En ce moment
 

Jawad Bendaoud: "Même pour 150.000 euros, je n'aurais pas hébergé des terroristes"

Jawad Bendaoud:
Le palais de justice de Paris, où se déroule le procès de Jawad Bendaoud, le 24 janvier 2018Philippe LOPEZ

Jawad Bendaoud, jugé depuis mercredi pour avoir logé des jihadistes du 13-Novembre, a affirmé lundi au tribunal que "même pour 150.000 euros", il n'aurait pas hébergé des terroristes, redisant qu'il ne connaissait pas le profil des deux hommes.

La présidente Isabelle Prévost-Desprez a dû suspendre l'audience en fin d'après-midi à cause d'une vive altercation entre les prévenus dans le box, Jawad Bendaoud et Mohamed Soumah, qui avaient un différend sur un élément du dossier. Mais le procès a repris environ 30 minutes plus tard en leur présence.

"Je devais toucher 150 euros.
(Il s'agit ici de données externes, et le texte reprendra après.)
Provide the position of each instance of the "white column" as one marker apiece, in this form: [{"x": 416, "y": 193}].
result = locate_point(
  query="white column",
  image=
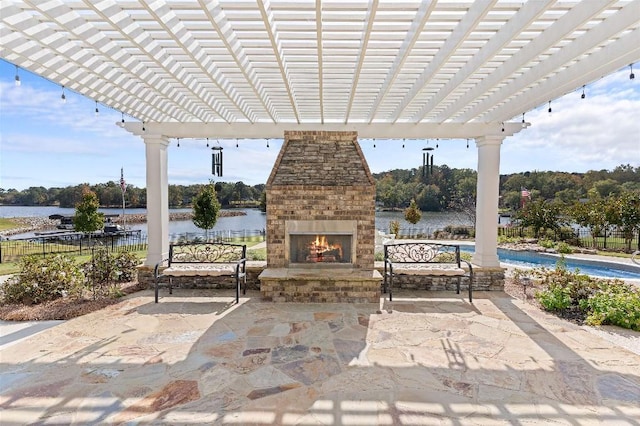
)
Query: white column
[
  {"x": 486, "y": 254},
  {"x": 157, "y": 199}
]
Mais même avec trois zéros, pour 150.000, je n'aurais pas hébergé des terroristes", a déclaré Jawad Bendaoud à la 16ème chambre du tribunal correctionnel.

"Je préfère prendre six ans et que la vérité soit faite, plutôt qu'être relaxé et toujours être pris pour un menteur, être interrogé dans la rue", a-t-il dit. Jugé pour "recel de malfaiteurs terroristes", ce délinquant multirécidiviste encourt six ans de prison.

Le tribunal s'est intéressé lundi à la personnalité des prévenus. Jawad Bendaoud est le troisième de cinq enfants. Sa famille est originaire du Maroc; son père a été restaurateur et formateur en bâtiment, et sa mère assistante maternelle. "Tous mes frères ont bien réussi", a-t-il expliqué. L'ainé est mécanicien pour Airbus, un autre gère une boutique d'antiquité.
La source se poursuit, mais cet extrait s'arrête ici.